We can begin to look into this with data from the National Study of Learning Mindsets on school and classroom contexts, including a large number of measures of the classroom and school environments that may contribute to educational inequalities writ large.
For example, the National Study of Learning Mindsets included a survey of over 90% of the math teachers of 9th grade students in the study. On that survey we included what is considered to be the best measure of teachers’ implicit racial biases: Keith Payne’s Affect Misattribution Procedure (AMP). On the AMP, teachers are shown either a White face or a Black face. Next, they see a pictogram that looks like a Chinese character. Finally, they guess whether the pictogram represents a pleasant or an unpleasant word. It turns out that when people feel strong positive emotion to a face they guess that the pictogram is pleasant, but when they feel strong negative emotion to a face they guess that the pictogram is unpleasant. This can give a sense of people’s racial biases. (In a famous study of the 2008 U.S. presidential election, a nationally representative sample of Democrats who were high on anti-Black bias refrained from voting rather than vote for Barack Obama.) We administered the AMP with a national sample of teachers, to our knowledge for the first time. Data from the National Study of Learning Mindsets can therefore identify whether and to what extent teachers’ biases predict educational outcomes, such as who gets placed into advanced math in 10th grade.
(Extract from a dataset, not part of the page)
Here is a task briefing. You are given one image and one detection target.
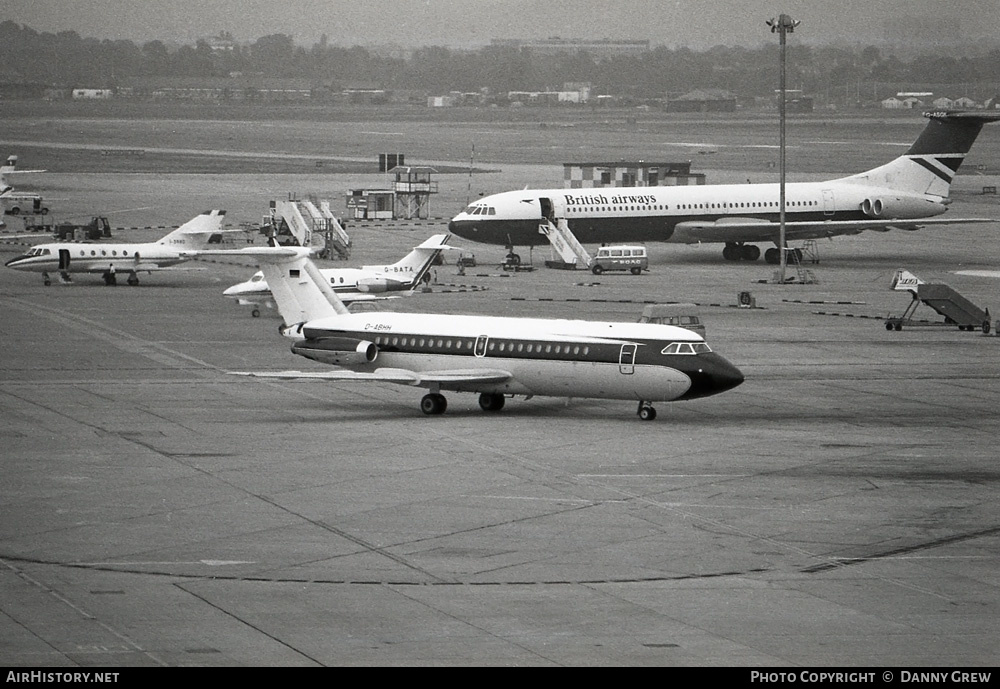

Our goal is to use correlational data taken from this study, the most current representative sample study of 9th graders in the United States, to describe the factors that seem to predict inequalities in outcomes. We’ve done this by launching an early career fellows program whereby outside scholars can gain early access to the National Study of Learning Mindsets data from the University of Texas at Austin Population Research Center and can publish papers on the mindset environment and educational inequality. We hope this feeds directly into new, context-focused interventions while also elevating the careers of up-and-coming scholars.
Conclusion
Effective mindset interventions seem like a good thing to do for students right now, given that we know that far more students could be successful than currently are successful. But ideally, such interventions will be paired with effective methods to change cultural biases and stereotypes themselves.
By conducting research to build, test, or increase understanding of specific programs, policies, or practices to reduce inequality, we are not turning a blind eye toward the larger context in which inequalities exist. Rather, we are seeking to improve outcomes and opportunities for young people and families by developing a foundation for them to get ahead. Ultimately, with an eye toward the root of the challenge, approaches to reducing inequality at the branch can lead to change in the long run.